Today I needed to parse some data out from an xlsx file (Office open XML Spreadsheet). I could have just opened the files in openoffice and exported to csv. However I will need to reimport data from this spreadsheet later, and I wanted to eliminate the manual operation.
I searched on the net for xlsx parser, and all I found was a stackoverflow question asking the same thing: http://stackoverflow.com/questions/173246/parsing-and-generating-microsoft-office-2007-files-docx-xlsx-pptx
So I rolled my own.
It's 134 lines of code for the parsing and accessing off a spreadsheet, and 54 lines of code of unit tests. This of course is only tested on the 1 file I needed it, and aside from how it's used in the unit tests there are is no documentation as off now. It uses zipfile, minidom, re and unittest, so perfectly portable and platform independent.
Since I don't blog, and I don't have any desire to turn this into a python library for OfficeOpen XML, I am stuck wondering where I should post this code. I have solved a problem that I am sure others will get in the future. So I want to post my code under public domain somewhere for anyone to copy and paste into their app and adjust to fix their problem.
The implementation is simple, and here is a quick overview off the features:
workbook = Workbook(filename) # open a file
for sheet in workbook: pass # iterate over the worksheets
workbook["sheetname"] # access a sheet by name, also possible to do by index from 0
sheet["A1"] # Access cell
sheet["A"] # Access column
sheet["1"] # Access row
cell.value # Cell value - only tested with ints and strings.
Thanks for all the replies. I was going to hoste it on activestate, but the page kept crashing when sending me the activation mail. So I can't activate my code to post it.

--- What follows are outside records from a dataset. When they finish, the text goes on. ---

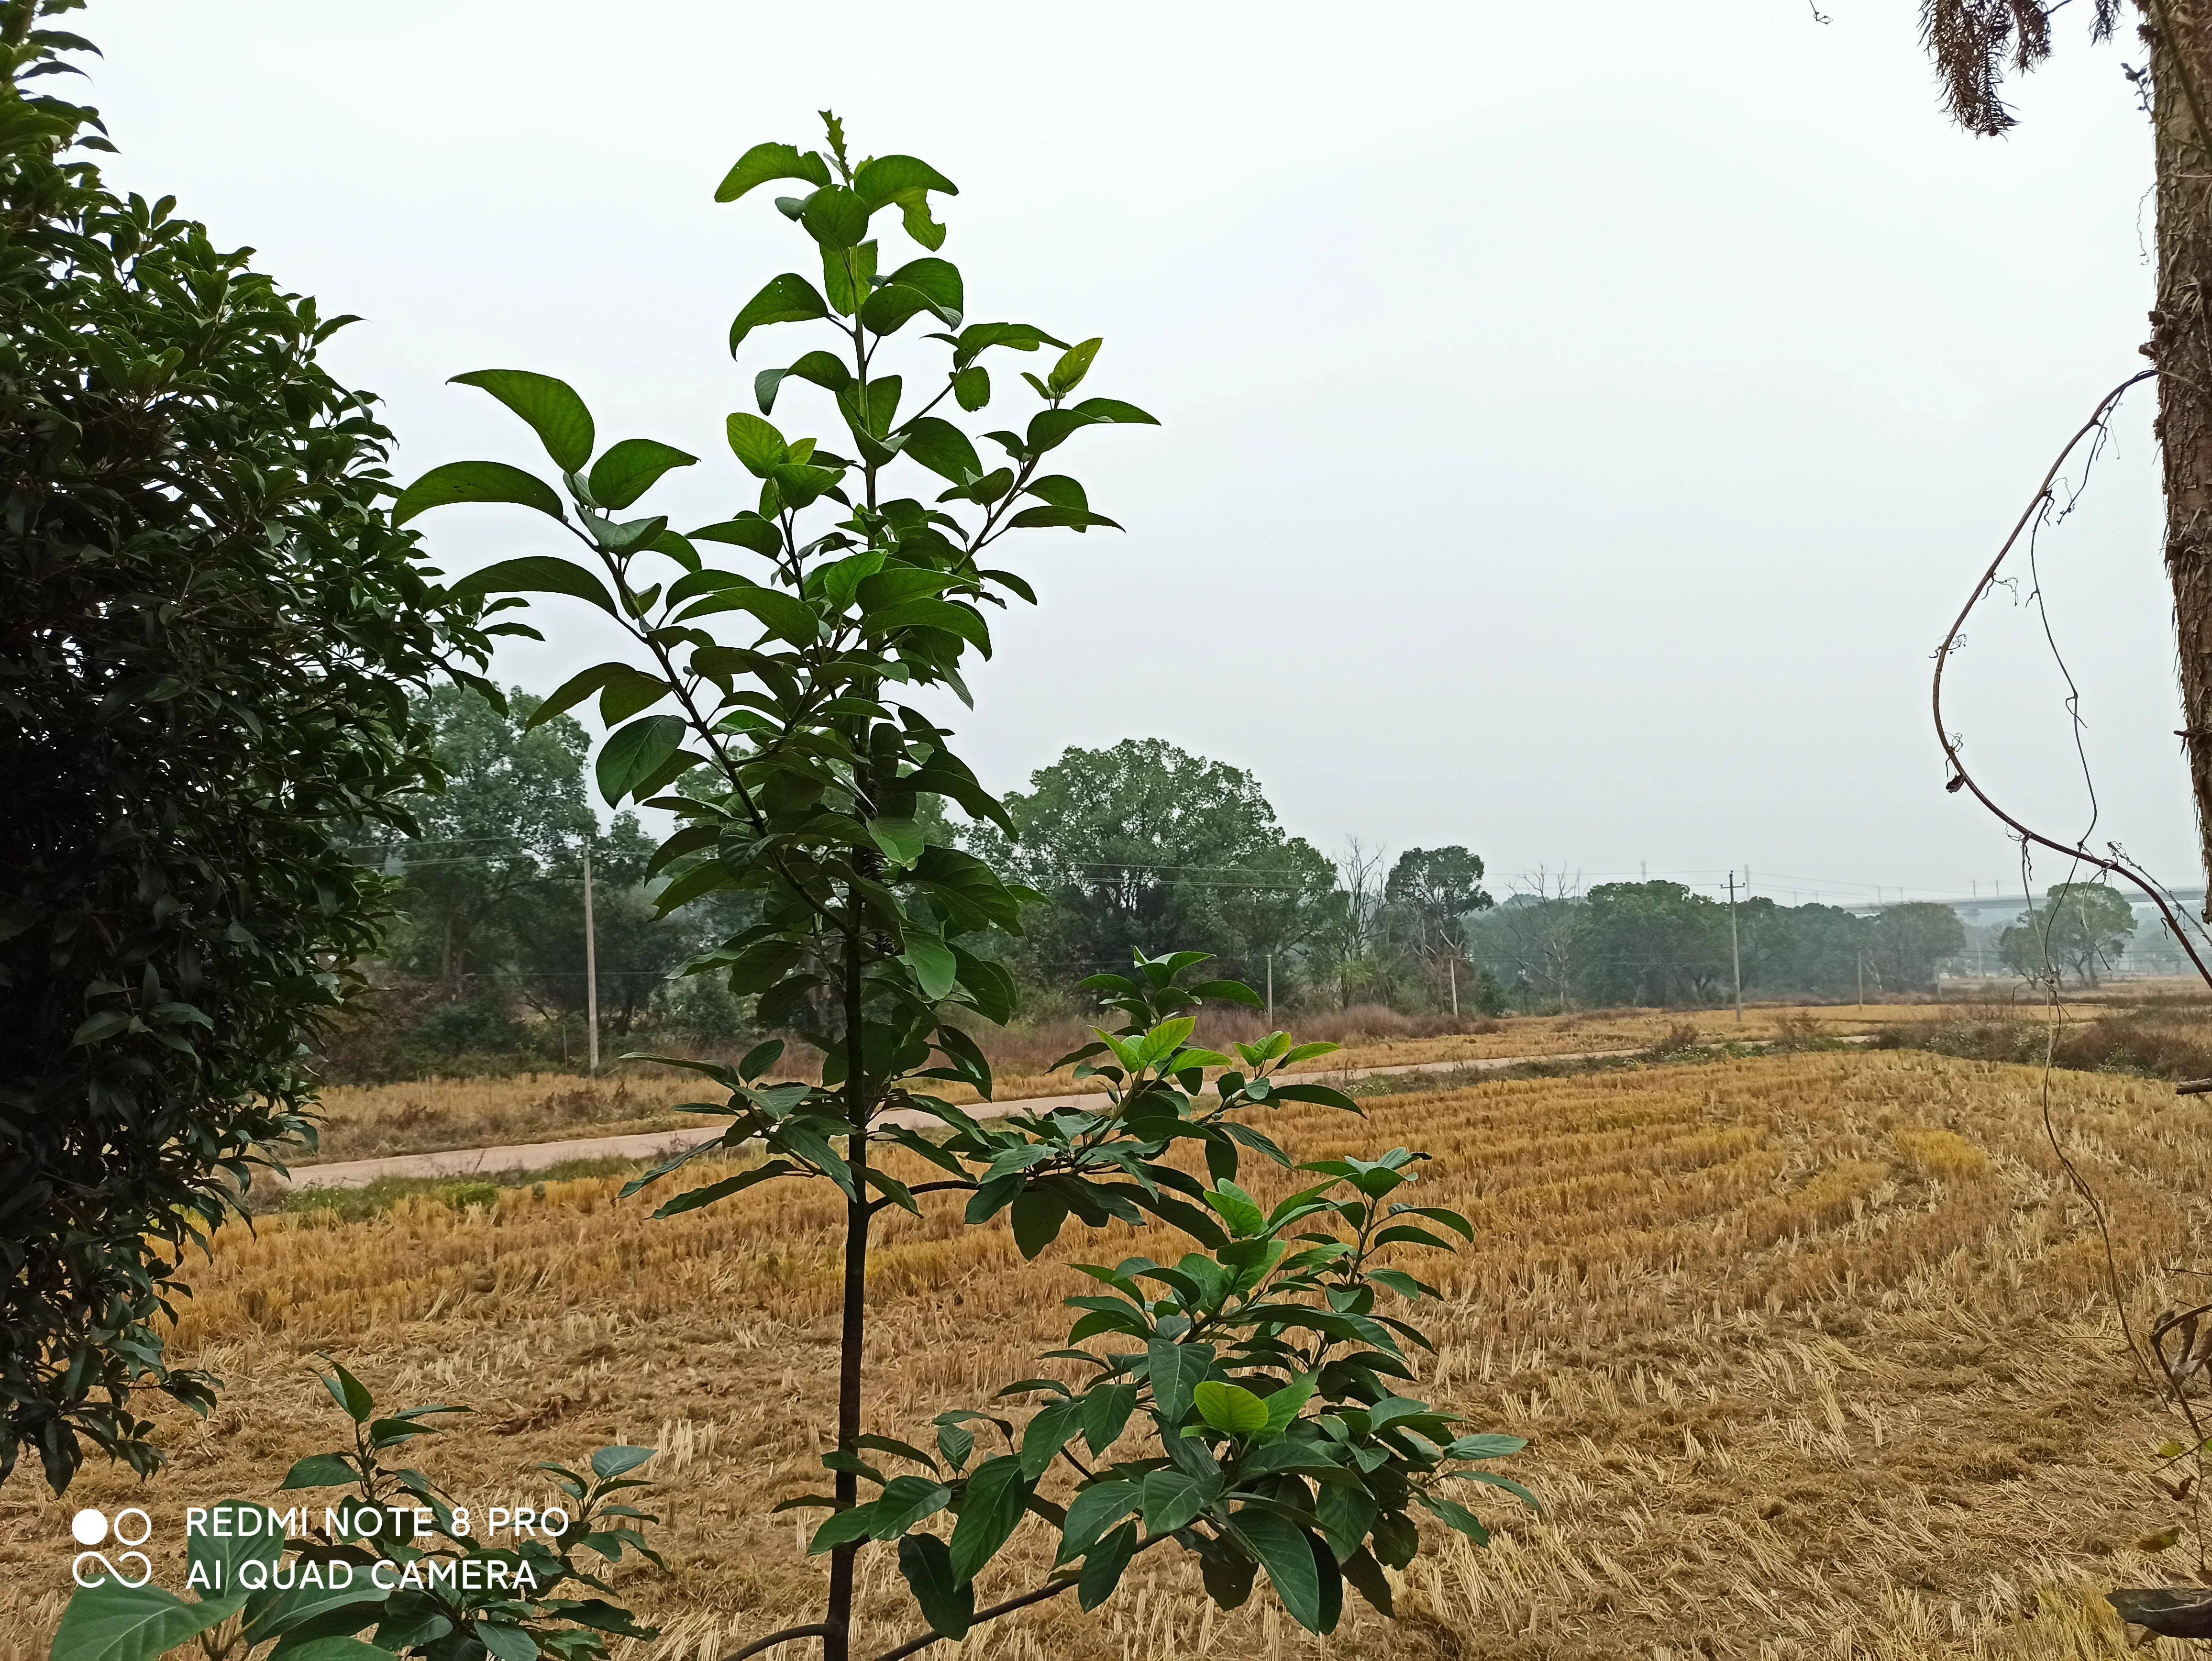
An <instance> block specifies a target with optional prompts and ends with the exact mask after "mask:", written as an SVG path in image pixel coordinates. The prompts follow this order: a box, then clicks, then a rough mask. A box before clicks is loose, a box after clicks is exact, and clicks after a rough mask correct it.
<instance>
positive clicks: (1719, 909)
mask: <svg viewBox="0 0 2212 1661" xmlns="http://www.w3.org/2000/svg"><path fill="white" fill-rule="evenodd" d="M1579 933H1582V940H1579V942H1577V964H1579V973H1582V984H1584V986H1586V995H1588V997H1590V1000H1593V1002H1601V1004H1699V1002H1712V1000H1714V997H1717V995H1719V989H1721V986H1723V984H1725V980H1728V975H1730V955H1728V907H1725V905H1721V902H1719V900H1710V898H1705V896H1703V894H1692V891H1690V889H1688V887H1683V885H1681V882H1659V880H1652V882H1601V885H1599V887H1595V889H1590V896H1588V905H1586V909H1584V913H1582V929H1579Z"/></svg>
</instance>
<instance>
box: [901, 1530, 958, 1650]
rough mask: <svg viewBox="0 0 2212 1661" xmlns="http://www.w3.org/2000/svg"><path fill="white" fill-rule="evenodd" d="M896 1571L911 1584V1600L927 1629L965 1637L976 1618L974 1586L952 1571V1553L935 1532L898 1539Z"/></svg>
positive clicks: (933, 1631)
mask: <svg viewBox="0 0 2212 1661" xmlns="http://www.w3.org/2000/svg"><path fill="white" fill-rule="evenodd" d="M898 1573H900V1575H905V1577H907V1586H909V1588H914V1601H916V1603H918V1606H920V1610H922V1619H925V1621H929V1630H931V1632H938V1634H942V1637H949V1639H964V1637H967V1630H969V1623H971V1621H973V1619H975V1586H973V1584H971V1581H964V1579H960V1577H958V1575H953V1555H951V1550H949V1548H947V1546H945V1542H942V1539H938V1537H936V1535H907V1537H905V1539H900V1542H898Z"/></svg>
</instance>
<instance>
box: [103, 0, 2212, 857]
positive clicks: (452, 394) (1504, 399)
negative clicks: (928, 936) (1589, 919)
mask: <svg viewBox="0 0 2212 1661" xmlns="http://www.w3.org/2000/svg"><path fill="white" fill-rule="evenodd" d="M1823 7H1825V11H1827V13H1832V22H1820V20H1816V15H1814V11H1812V9H1809V7H1807V4H1803V0H1719V2H1717V4H1703V7H1655V4H1648V0H1590V2H1588V4H1582V7H1575V9H1573V13H1571V15H1573V22H1568V24H1564V27H1562V18H1564V15H1568V13H1562V11H1559V9H1555V7H1526V4H1500V2H1498V0H1475V2H1473V4H1469V2H1467V0H1458V2H1455V4H1400V7H1354V9H1347V7H1318V4H1303V2H1283V0H1274V2H1272V4H1206V2H1197V4H1194V2H1192V0H1183V2H1181V4H1139V2H1130V0H1119V2H1117V4H1113V7H1106V4H1053V7H1044V4H1033V2H1031V4H975V2H969V0H938V2H936V4H929V7H911V4H898V7H894V4H876V2H874V0H854V2H852V4H845V7H836V9H821V7H765V4H741V2H732V0H712V2H708V0H630V2H628V4H622V7H608V4H604V0H602V4H568V2H566V0H529V4H524V0H473V2H462V0H436V2H434V0H383V2H380V4H374V7H363V4H332V2H330V0H197V2H195V4H177V2H175V0H100V2H97V4H95V7H93V9H91V11H88V13H86V20H84V24H82V27H84V29H86V31H88V33H93V35H95V38H97V40H100V44H102V46H104V51H106V62H104V64H100V66H97V71H95V91H93V100H95V102H97V104H102V108H104V111H106V115H108V122H111V128H113V133H115V139H117V142H119V146H122V157H119V159H117V161H115V166H113V177H115V179H117V181H122V184H126V186H133V188H142V190H146V192H148V195H153V192H164V190H170V192H177V195H179V197H181V206H184V210H186V212H190V215H195V217H201V219H206V221H208V223H210V228H212V230H215V234H217V237H219V239H226V241H239V243H252V246H257V248H259V250H261V263H263V268H268V270H272V272H274V274H276V276H279V279H281V281H283V283H285V285H290V288H299V290H307V292H314V294H319V296H321V299H323V303H325V307H327V310H332V312H338V310H345V312H361V314H365V316H367V323H363V325H358V327H354V330H349V332H347V334H343V336H341V343H338V345H336V347H334V365H336V369H338V372H341V374H343V376H347V378H352V380H354V383H356V385H365V387H374V389H378V391H383V394H385V398H387V400H389V418H392V425H394V427H396V429H398V431H400V436H403V440H405V449H403V453H400V460H398V471H400V476H403V478H411V476H414V473H418V471H425V469H429V467H431V464H436V462H445V460H456V458H462V456H495V458H504V460H518V462H524V464H542V458H540V456H538V453H535V445H533V440H529V433H526V431H522V429H520V427H518V425H515V422H513V420H511V418H509V416H507V414H504V411H502V409H498V407H495V405H493V403H491V400H489V398H484V396H482V394H476V391H469V389H460V387H447V385H442V383H445V378H447V376H451V374H458V372H465V369H478V367H531V369H542V372H551V374H560V376H564V378H568V380H571V383H575V385H577V389H580V391H582V394H584V396H586V400H588V403H591V405H593V409H595V414H597V418H599V433H602V442H604V440H611V438H617V436H628V433H648V436H657V438H664V440H670V442H677V445H681V447H686V449H692V451H697V453H701V456H706V458H708V460H706V464H701V467H697V469H692V471H690V473H688V476H684V482H681V489H668V491H666V495H655V498H650V502H653V504H655V506H664V502H666V506H668V509H670V511H672V513H675V518H677V524H686V522H688V520H686V513H697V515H699V518H701V520H703V518H719V515H721V513H726V511H728V509H730V506H734V504H739V502H741V500H748V495H750V491H745V489H741V476H739V469H737V464H734V460H730V458H728V453H726V451H723V447H721V445H719V433H721V416H723V414H726V411H728V409H739V407H752V403H750V378H752V372H754V369H759V367H763V365H768V363H772V361H787V358H790V356H796V352H799V349H801V347H799V345H794V343H799V341H801V334H803V330H774V332H768V334H761V336H754V341H752V343H748V349H745V356H743V361H741V363H737V365H732V363H730V358H728V352H726V347H723V338H726V330H728V321H730V316H732V312H734V310H737V305H741V303H743V299H745V296H748V294H752V290H754V288H759V283H761V281H765V279H768V276H770V274H774V272H776V270H787V268H799V270H807V265H810V246H807V243H805V241H803V234H801V232H799V230H796V228H792V226H787V223H785V221H783V219H781V217H779V215H776V212H774V208H772V206H770V201H768V192H763V195H761V197H757V199H748V201H745V203H741V206H737V208H717V206H714V201H712V188H714V184H717V179H719V177H721V173H723V170H726V168H728V164H730V161H732V159H734V157H737V155H739V153H741V150H743V148H745V146H750V144H754V142H757V139H763V137H774V139H790V142H799V144H801V146H810V144H814V142H816V135H818V124H816V119H814V111H816V108H821V106H825V104H827V106H834V108H836V111H838V113H843V115H845V117H847V124H849V128H852V135H854V142H856V148H858V150H874V153H889V150H905V153H914V155H920V157H925V159H929V161H933V164H936V166H938V168H940V170H945V173H947V175H951V177H953V179H956V181H958V184H960V190H962V195H960V197H958V199H956V201H951V203H947V210H945V217H947V221H949V226H951V241H949V243H947V248H945V254H947V257H949V259H956V261H958V263H960V265H962V270H964V274H967V292H969V314H971V316H973V318H984V316H1013V318H1024V321H1035V323H1040V325H1044V327H1048V330H1053V332H1057V334H1064V336H1066V338H1082V336H1088V334H1104V336H1106V349H1104V352H1102V356H1099V363H1097V367H1095V369H1093V376H1091V387H1086V391H1088V389H1095V391H1099V394H1108V396H1121V398H1128V400H1133V403H1139V405H1144V407H1148V409H1152V411H1155V414H1157V416H1161V420H1164V422H1166V425H1164V427H1161V429H1110V431H1102V433H1093V436H1088V438H1079V440H1075V445H1071V447H1068V449H1071V458H1073V460H1075V462H1077V467H1075V469H1073V471H1077V473H1079V476H1082V478H1084V480H1086V482H1088V484H1091V500H1093V506H1097V509H1099V511H1106V513H1110V515H1115V518H1117V520H1121V522H1124V524H1126V526H1128V535H1126V537H1115V535H1113V533H1093V535H1088V537H1071V535H1068V537H1062V535H1051V537H1035V540H1033V542H1031V546H1029V551H1026V553H1024V555H1022V568H1024V571H1029V573H1031V575H1033V579H1035V586H1037V593H1040V597H1042V602H1044V604H1042V610H1037V613H1024V615H1018V617H1011V619H1006V621H1002V624H998V641H1000V652H998V661H995V664H993V666H989V668H984V670H980V672H978V692H980V710H978V712H975V714H973V717H969V719H967V743H969V752H971V754H973V756H975V761H978V765H980V772H982V774H984V779H987V783H993V785H998V787H1015V785H1020V783H1022V781H1024V779H1026V774H1029V770H1031V767H1037V765H1042V763H1046V761H1051V759H1053V756H1055V754H1057V752H1060V750H1062V748H1064V745H1068V743H1084V745H1093V743H1110V741H1115V739H1121V737H1130V734H1161V737H1168V739H1172V741H1177V743H1183V745H1188V748H1192V750H1199V752H1203V754H1208V756H1217V759H1223V761H1232V763H1237V765H1243V767H1250V770H1254V772H1256V774H1259V776H1261V781H1263V783H1265V787H1267V794H1270V796H1272V801H1274V803H1276V807H1279V809H1281V816H1283V821H1285V823H1287V825H1290V829H1294V832H1301V834H1305V836H1310V838H1314V840H1316V843H1321V845H1325V847H1327V845H1334V843H1336V840H1338V838H1343V836H1345V834H1360V836H1365V838H1371V840H1383V843H1389V845H1391V847H1407V845H1436V843H1467V845H1471V847H1475V849H1478V852H1482V854H1484V856H1486V858H1489V863H1491V869H1493V871H1495V874H1502V876H1511V874H1515V871H1524V869H1533V867H1535V865H1537V863H1548V865H1553V867H1559V865H1562V863H1564V865H1568V867H1575V869H1582V871H1584V874H1586V876H1590V878H1593V880H1595V878H1599V876H1604V874H1635V871H1637V869H1644V867H1648V869H1650V874H1655V876H1659V874H1686V878H1688V880H1699V882H1703V880H1710V878H1717V876H1719V871H1721V869H1723V867H1730V865H1736V867H1741V865H1745V863H1747V865H1750V867H1752V869H1754V874H1756V878H1759V887H1761V889H1763V891H1776V894H1783V896H1785V898H1787V896H1790V894H1792V891H1798V894H1801V896H1803V898H1809V896H1812V891H1814V889H1823V891H1825V894H1827V898H1838V896H1843V894H1847V891H1865V887H1867V885H1887V887H1905V889H1913V891H1927V894H1938V891H1942V894H1966V891H1969V887H1971V885H1973V882H1980V885H1982V891H1984V894H1986V891H1989V882H1993V880H1995V878H2000V876H2002V878H2006V880H2008V882H2017V863H2015V856H2013V852H2011V847H2008V845H2006V843H2004V840H2002V838H2000V836H1997V834H1995V832H1993V829H1991V825H1989V823H1986V821H1984V818H1982V816H1980V812H1978V809H1975V807H1973V805H1969V803H1966V801H1960V798H1953V796H1947V794H1944V792H1942V770H1940V761H1938V752H1936V745H1933V737H1931V730H1929V721H1927V672H1929V652H1931V648H1933V644H1936V639H1938V637H1940V635H1942V628H1944V626H1947V621H1949V617H1951V613H1953V610H1955V606H1958V602H1960V597H1962V595H1964V588H1966V586H1969V584H1971V579H1973V573H1975V571H1978V568H1980V566H1982V562H1984V560H1986V557H1989V553H1991V551H1993V546H1995V542H1997V540H2000V537H2002V531H2004V529H2006V526H2008V524H2011V520H2013V515H2015V513H2017V511H2020V504H2022V500H2024V498H2026V493H2028V489H2033V482H2035V478H2037V476H2039V473H2042V469H2044V467H2046V462H2048V456H2051V453H2053V451H2055V447H2057V442H2059V440H2062V438H2064V436H2066V433H2068V431H2070V429H2073V427H2075V425H2077V422H2079V420H2081V416H2084V414H2086V409H2088V407H2090V405H2093V403H2095V398H2097V396H2099V394H2101V391H2104V389H2106V387H2110V385H2112V383H2117V380H2119V378H2121V376H2126V374H2130V372H2132V369H2135V367H2141V358H2139V356H2137V354H2135V347H2137V345H2139V343H2141V341H2143V336H2146V323H2143V312H2146V307H2148V303H2150V281H2152V276H2150V268H2148V261H2146V254H2143V246H2146V241H2148V237H2150V203H2148V201H2146V199H2143V190H2146V186H2148V179H2150V146H2148V133H2146V128H2143V119H2141V115H2139V113H2137V111H2135V102H2132V93H2130V88H2128V84H2126V80H2124V77H2121V62H2124V60H2132V58H2137V55H2139V53H2137V49H2135V46H2132V42H2130V44H2112V46H2095V49H2093V46H2088V44H2086V40H2084V29H2081V27H2077V24H2075V11H2062V13H2059V20H2057V22H2059V35H2062V51H2059V60H2057V62H2055V64H2051V66H2046V69H2044V71H2039V73H2037V75H2035V77H2031V80H2026V82H2022V84H2020V86H2017V104H2020V113H2022V117H2024V119H2022V128H2020V130H2017V133H2015V135H2013V137H2008V139H2000V142H1991V139H1971V137H1966V135H1962V133H1958V130H1955V128H1951V126H1949V124H1947V122H1944V119H1942V115H1940V108H1938V102H1936V91H1933V80H1931V73H1929V69H1927V62H1924V58H1922V53H1920V46H1918V40H1916V31H1913V11H1916V7H1909V4H1902V0H1880V2H1876V0H1823ZM783 414H785V411H783V409H781V407H779V418H781V416H783ZM2148 416H2150V400H2148V394H2137V403H2135V405H2132V407H2130V411H2128V416H2126V418H2124V420H2121V425H2119V431H2117V440H2119V442H2117V447H2115V451H2112V453H2110V456H2108V458H2106V462H2104V467H2101V471H2099V476H2097V484H2095V489H2093V493H2090V495H2088V500H2086V502H2084V506H2081V511H2079V515H2077V518H2075V520H2073V522H2068V524H2066V526H2064V529H2062V531H2059V533H2057V535H2055V537H2051V540H2046V544H2044V557H2046V562H2044V575H2046V588H2048V593H2051V599H2053V615H2055V621H2057V628H2059V637H2062V644H2064V646H2066V650H2068V659H2070V664H2073V670H2075V675H2077V679H2079V681H2081V686H2084V712H2086V717H2088V721H2090V754H2093V759H2095V763H2097V781H2099V787H2101V798H2104V832H2101V834H2112V836H2119V838H2121V840H2126V845H2128V847H2130V849H2132V852H2135V854H2139V856H2141V858H2146V860H2150V863H2152V867H2154V869H2157V871H2161V874H2163V876H2166V878H2168V880H2172V882H2197V880H2201V878H2199V876H2197V865H2194V840H2192V832H2190V816H2188V794H2185V772H2183V767H2181V763H2179V756H2177V743H2174V739H2172V728H2174V725H2179V719H2177V710H2174V697H2172V672H2170V670H2172V641H2170V604H2168V597H2166V588H2163V573H2161V566H2159V515H2157V458H2154V449H2152V445H2150V431H2148ZM818 425H823V431H827V425H825V422H818ZM801 431H805V429H801ZM745 482H748V484H750V480H745ZM529 520H531V515H529V513H522V511H500V509H453V511H449V513H442V515H438V518H434V520H427V522H425V526H427V529H429V531H431V537H434V544H436V546H438V551H440V555H445V557H447V564H449V568H451V571H462V568H469V566H473V564H480V562H484V560H489V557H493V555H507V553H522V551H529V549H531V546H535V544H533V537H538V535H542V533H538V531H533V529H531V524H529ZM564 604H566V602H549V606H553V608H560V606H564ZM582 613H584V608H562V610H553V613H551V615H553V619H555V621H553V626H551V628H549V630H546V633H549V637H551V644H549V646H546V648H522V650H515V652H513V655H511V657H509V659H507V661H504V664H502V675H504V677H507V679H515V681H522V683H526V686H533V688H538V690H546V688H551V686H553V683H555V681H557V679H562V677H564V675H566V672H568V668H573V666H580V664H582V661H591V659H588V657H586V652H591V650H593V646H595V639H593V635H591V621H588V619H586V617H584V615H582ZM2057 694H2059V688H2057V681H2055V677H2053V670H2051V664H2048V657H2044V655H2042V648H2039V639H2037V637H2035V633H2033V624H2031V617H2028V615H2026V613H2022V610H2013V608H2011V606H2008V604H2006V606H2004V608H2000V613H1993V615H1991V619H1989V621H1986V624H1984V626H1982V628H1978V630H1973V637H1971V646H1969V650H1966V655H1964V657H1962V659H1960V681H1958V694H1955V697H1958V706H1955V708H1958V717H1955V725H1958V728H1962V730H1964V732H1966V739H1969V754H1971V756H1973V759H1975V761H1978V763H1980V765H1982V767H1984V770H1986V772H1989V776H1991V781H1993V783H1997V785H2000V787H2002V792H2004V794H2006V796H2011V798H2013V801H2017V803H2022V805H2024V807H2028V809H2033V812H2035V814H2039V816H2042V818H2046V821H2051V823H2053V825H2055V827H2075V829H2077V827H2079V821H2081V814H2084V803H2081V792H2079V783H2077V781H2073V779H2070V774H2068V767H2070V752H2068V745H2066V728H2064V714H2062V710H2059V703H2057ZM2042 874H2044V876H2046V874H2051V871H2048V867H2044V871H2042ZM1847 885H1860V887H1858V889H1849V887H1847Z"/></svg>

My second choice was codeproject, and I wrote up a nice article about the file. Sadly that page crashes when I try to submit my post.
So I put it on github for any to see and branch off: http://github.com/staale/python-xlsx/tree/master
I don't want to do all the work for the python project hosting, so that's out.
Accepting the git answer, as that was the only thing that worked for me. And git rocks.
Edit: Gah, lost my entire post at codeproject, and I did such a nice writeup. Screw it, I have spent more time trying to share this than it took coding it. So I am calling it done for my part as off now. Unless I decide to tweak it more later.